Season four of Moosemeat & Marmalade kicks off Feb. 7

The duo of Art Napoleon and Day Hayes (right) make up the quintessentially Canadian-sounding TV show Moosemeat & Marmalade which will feature Denman Island this season. Photo submitted

One chef is an experienced hunter and outdoor cook, while the other is a classically-trained French chef from the U.K.

Together, the duo of Art Napoleon and Day Hayes make up the quintessentially Canadian-sounding TV show Moosemeat & Marmalade, which made its way to Denman Island for an episode set to air later this spring.

“From hunting to foraging to shopping and cooking, no two stops are the same and the food we introduce this season isn’t exactly your standard fare – which makes it all the more exciting,” said Napoleon in a release.

Now in its fourth season on APTN, the pair takes viewers on an around-the-world culinary journey that pushes boundaries and explores new flavours and techniques both in the kitchen and out in the wild.

Napoleon and Hayes both have Island connections. Napoleon has Masters of Arts from the University of Victoria and facilitates cultural awareness workshops and tours regularly as a musical performer and speaker.

Hayes owns The London Chef, a cooking school, pantry and catering kitchen in Victoria.

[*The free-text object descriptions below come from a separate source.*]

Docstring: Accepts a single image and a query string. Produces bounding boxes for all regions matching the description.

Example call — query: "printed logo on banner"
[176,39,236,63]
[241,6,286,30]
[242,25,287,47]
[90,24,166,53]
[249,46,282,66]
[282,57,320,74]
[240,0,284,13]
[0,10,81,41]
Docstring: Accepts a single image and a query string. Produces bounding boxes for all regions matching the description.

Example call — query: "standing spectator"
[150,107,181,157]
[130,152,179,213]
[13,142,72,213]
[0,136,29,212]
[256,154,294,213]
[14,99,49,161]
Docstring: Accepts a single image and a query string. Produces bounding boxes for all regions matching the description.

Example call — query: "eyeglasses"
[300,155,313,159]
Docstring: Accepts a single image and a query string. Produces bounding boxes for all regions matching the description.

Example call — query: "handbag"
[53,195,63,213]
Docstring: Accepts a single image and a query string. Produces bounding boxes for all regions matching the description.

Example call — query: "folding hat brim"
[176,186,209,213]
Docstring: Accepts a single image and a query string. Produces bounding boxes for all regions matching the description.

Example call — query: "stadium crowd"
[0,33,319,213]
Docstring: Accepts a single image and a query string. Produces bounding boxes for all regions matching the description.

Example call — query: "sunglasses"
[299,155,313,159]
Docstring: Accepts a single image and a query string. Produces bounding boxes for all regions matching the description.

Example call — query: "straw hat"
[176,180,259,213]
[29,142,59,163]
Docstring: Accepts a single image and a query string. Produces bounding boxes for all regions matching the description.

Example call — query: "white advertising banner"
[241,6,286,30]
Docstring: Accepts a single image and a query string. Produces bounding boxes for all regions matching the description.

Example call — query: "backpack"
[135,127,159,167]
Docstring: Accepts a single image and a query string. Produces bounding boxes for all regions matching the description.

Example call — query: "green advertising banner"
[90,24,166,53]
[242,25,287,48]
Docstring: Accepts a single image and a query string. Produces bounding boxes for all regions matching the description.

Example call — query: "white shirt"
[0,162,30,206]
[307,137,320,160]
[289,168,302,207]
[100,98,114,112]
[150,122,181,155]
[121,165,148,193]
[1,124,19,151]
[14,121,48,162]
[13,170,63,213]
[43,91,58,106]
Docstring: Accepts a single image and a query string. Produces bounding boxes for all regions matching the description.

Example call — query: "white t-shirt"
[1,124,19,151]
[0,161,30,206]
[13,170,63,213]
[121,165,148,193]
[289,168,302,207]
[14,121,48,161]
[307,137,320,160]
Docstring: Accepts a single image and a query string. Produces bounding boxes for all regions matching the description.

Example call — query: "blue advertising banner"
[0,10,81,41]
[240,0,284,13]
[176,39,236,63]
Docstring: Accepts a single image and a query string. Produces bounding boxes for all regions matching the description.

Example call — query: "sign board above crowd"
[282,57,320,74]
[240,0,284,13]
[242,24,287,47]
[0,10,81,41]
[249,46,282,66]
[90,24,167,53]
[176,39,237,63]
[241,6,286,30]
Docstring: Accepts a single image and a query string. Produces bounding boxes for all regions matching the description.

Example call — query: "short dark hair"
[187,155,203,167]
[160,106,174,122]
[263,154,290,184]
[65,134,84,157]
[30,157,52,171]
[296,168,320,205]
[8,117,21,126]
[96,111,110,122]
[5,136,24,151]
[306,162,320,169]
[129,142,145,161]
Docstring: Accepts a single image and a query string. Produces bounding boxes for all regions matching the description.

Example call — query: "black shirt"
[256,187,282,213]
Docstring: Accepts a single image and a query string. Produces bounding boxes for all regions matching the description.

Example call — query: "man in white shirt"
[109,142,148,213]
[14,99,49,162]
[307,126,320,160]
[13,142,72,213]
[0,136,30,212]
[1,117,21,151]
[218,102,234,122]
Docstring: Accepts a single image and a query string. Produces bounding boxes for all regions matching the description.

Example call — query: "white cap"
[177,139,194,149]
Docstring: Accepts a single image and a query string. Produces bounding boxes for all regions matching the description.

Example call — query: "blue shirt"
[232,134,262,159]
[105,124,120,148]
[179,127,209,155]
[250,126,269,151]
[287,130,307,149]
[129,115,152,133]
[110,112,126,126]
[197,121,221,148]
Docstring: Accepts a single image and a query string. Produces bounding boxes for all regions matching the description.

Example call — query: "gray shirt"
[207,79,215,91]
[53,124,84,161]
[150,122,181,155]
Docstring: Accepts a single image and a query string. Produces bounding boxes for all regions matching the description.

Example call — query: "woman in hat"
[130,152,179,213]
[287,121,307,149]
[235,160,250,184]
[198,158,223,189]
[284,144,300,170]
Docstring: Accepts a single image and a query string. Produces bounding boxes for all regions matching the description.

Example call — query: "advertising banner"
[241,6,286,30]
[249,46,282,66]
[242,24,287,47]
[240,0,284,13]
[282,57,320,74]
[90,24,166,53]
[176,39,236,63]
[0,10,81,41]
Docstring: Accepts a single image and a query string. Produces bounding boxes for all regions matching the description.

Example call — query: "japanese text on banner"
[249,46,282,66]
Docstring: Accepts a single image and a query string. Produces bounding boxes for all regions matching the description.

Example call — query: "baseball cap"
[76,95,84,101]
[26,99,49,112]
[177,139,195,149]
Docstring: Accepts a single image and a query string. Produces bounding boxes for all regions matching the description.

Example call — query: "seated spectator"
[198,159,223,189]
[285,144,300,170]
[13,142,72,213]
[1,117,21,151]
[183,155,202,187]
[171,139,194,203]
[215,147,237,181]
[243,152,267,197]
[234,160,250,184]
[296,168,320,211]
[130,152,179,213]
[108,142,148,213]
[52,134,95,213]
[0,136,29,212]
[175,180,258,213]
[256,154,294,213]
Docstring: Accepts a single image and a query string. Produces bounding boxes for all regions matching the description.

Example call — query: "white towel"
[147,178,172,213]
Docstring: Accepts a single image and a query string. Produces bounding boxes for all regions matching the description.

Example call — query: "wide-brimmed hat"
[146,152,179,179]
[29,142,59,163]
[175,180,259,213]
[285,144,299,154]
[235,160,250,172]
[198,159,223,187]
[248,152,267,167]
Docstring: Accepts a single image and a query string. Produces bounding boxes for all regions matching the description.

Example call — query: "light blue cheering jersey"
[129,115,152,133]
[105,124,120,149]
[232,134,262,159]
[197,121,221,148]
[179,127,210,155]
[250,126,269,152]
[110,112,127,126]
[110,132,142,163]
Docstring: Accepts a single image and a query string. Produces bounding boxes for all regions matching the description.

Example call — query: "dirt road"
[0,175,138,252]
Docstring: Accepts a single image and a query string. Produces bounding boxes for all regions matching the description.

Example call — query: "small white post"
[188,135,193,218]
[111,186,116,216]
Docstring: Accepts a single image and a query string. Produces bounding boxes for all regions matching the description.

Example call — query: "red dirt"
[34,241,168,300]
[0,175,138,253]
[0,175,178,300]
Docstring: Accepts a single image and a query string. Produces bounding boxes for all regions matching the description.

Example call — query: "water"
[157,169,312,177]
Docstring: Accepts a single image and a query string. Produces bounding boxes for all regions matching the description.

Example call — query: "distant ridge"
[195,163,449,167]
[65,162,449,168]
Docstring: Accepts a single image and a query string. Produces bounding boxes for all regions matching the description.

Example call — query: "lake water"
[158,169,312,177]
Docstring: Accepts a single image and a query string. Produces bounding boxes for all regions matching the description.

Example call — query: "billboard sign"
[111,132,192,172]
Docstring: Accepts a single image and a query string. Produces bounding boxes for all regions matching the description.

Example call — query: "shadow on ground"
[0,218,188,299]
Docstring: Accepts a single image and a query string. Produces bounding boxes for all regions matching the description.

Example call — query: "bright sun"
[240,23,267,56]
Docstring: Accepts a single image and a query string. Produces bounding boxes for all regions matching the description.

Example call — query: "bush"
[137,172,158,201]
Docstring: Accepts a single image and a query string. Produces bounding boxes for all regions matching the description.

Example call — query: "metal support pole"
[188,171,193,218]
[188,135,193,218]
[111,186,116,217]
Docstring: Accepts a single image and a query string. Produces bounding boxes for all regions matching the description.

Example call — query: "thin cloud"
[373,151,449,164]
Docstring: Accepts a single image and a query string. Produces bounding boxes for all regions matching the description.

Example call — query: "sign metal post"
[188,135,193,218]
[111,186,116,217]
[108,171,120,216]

The show kicks off its new season on Feb. 7, and in addition to Denman Island, Moosemeat & Marmalade takes viewers spearfishing in the Mediterranean to hunting seals on the frozen Arctic Ocean.

Along the way, the chefs prepare dishes such as barbecued raccoon, stuffed moose heart and bull testicles.

The food documentary aims to focus on protecting traditional food sources and celebrates local food traditions while also introducing new and innovative topics and ingredients along the way, added Napoleon.

Each episode also looks at trending food topics including food security and sustainability. This season also focuses on exploring the life and culture of urban Indigenous populations, showing audiences the importance of preserving sacred food traditions, practices and territories.

Last year, the show made its way to the Island, stopping off at two organic free-range farms in the Cowichan Valley to source poultry and eggs.

The first episode of the fourth season hits the small screen at 7 p.m. on Feb. 7.